Cinemath: Do I Agree With IMDB Users? A Statistical Analysis of My IMDB Ratings

     November 27, 2011


I obsessively rate every movie I’ve ever seen on IMDB.  I started doing this when I was about 20 years old, so there are gaps between my memory of my adolescent viewing habits and this list.  But the record says I have seen 1,165 feature films, which must account for pretty much all of them.  At the very least, it’s a lot of data, and I’d like to do something with it for Cinemath, my semi-regular* feature that combines the wonder of movies with the tedium of mathematical analysis.

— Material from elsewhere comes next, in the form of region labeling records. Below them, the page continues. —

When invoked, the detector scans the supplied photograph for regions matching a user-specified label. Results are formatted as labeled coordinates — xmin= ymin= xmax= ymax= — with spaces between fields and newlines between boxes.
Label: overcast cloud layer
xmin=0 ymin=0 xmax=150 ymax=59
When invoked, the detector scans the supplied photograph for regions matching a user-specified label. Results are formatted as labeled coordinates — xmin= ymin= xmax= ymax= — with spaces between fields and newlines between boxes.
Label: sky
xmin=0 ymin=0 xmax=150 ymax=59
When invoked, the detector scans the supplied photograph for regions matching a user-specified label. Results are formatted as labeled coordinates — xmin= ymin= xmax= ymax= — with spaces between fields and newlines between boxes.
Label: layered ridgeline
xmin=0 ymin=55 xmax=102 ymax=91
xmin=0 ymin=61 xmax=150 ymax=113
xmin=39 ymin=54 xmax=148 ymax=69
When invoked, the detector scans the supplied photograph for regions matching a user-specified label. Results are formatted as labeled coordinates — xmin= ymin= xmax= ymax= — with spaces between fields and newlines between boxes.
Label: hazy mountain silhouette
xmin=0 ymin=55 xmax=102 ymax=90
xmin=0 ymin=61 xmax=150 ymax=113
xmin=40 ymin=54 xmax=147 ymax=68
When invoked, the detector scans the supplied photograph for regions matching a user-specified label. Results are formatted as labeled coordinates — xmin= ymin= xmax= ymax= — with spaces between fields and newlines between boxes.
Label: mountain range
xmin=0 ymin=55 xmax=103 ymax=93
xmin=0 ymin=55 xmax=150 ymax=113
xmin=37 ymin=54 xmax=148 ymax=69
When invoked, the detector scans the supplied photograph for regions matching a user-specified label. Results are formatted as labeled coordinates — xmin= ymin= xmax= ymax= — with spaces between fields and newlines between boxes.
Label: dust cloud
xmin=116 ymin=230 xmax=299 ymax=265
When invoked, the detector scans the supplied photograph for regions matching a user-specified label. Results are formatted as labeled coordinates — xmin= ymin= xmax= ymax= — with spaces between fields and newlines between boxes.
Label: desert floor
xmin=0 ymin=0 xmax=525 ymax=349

Since the list is stored on IMDB, every movie I rated conveniently has the public rating right next to it.  I am curious how often I agree with the public, and lucky for me, there are statistical tools to evaluate exactly that.  So after the jump, see how my ratings compare to those of the IMDB voting public, along with a few graphs of my viewing habits.

Props to IMDB, who made this a lot easier by allowing lists to be exported into .csv files with your rating, the IMDB average rating, runtime, and number of votes, among other categories.  I removed everything I’ve seen that has under 1,000 votes (sorry, Mongolian Ping Pong), which left 1,157 feature films in the dataset.

We’ll get to the good stuff soon, but first, indulge me in a look at my viewing habits.  The first graph is a histogram that counts the number of films I have seen for every release year since 1920.

Obviously there is a spike after I was, you know, born.  (In 1988, if that helps put 1,165 movies into perspective.)  A couple notes:

  • I haven’t seen more than 8 movies from any given year before 1979.
  • My biggest years are 2004 and 2009, each of which yielded 62 movies I have seen.
  • I think of 2004 as the movie I officially became a cinephile rather than just an avid moviegoer.  I have seen at least 50 movies from every year since 2004.

There are hundreds new releases every year, so there are absolutely gaps in my film knowledge.  But I am averaging over 50 movies for every year I’ve been alive, which seems respectable  for a part-time movie blogger.

The next graph breaks down the distribution of movies by runtime. (The notation [90,99] means “between 90 and 99 minutes.”)

I clearly like that 90-120 minute sweet spot.  Longer than an hour-and-a-half, shorter than two hours: over 60% of the movies I watched fall in this range.  I believe this is because most movies are between 90-120 minutes, but it’s also possible that I have a short attention span.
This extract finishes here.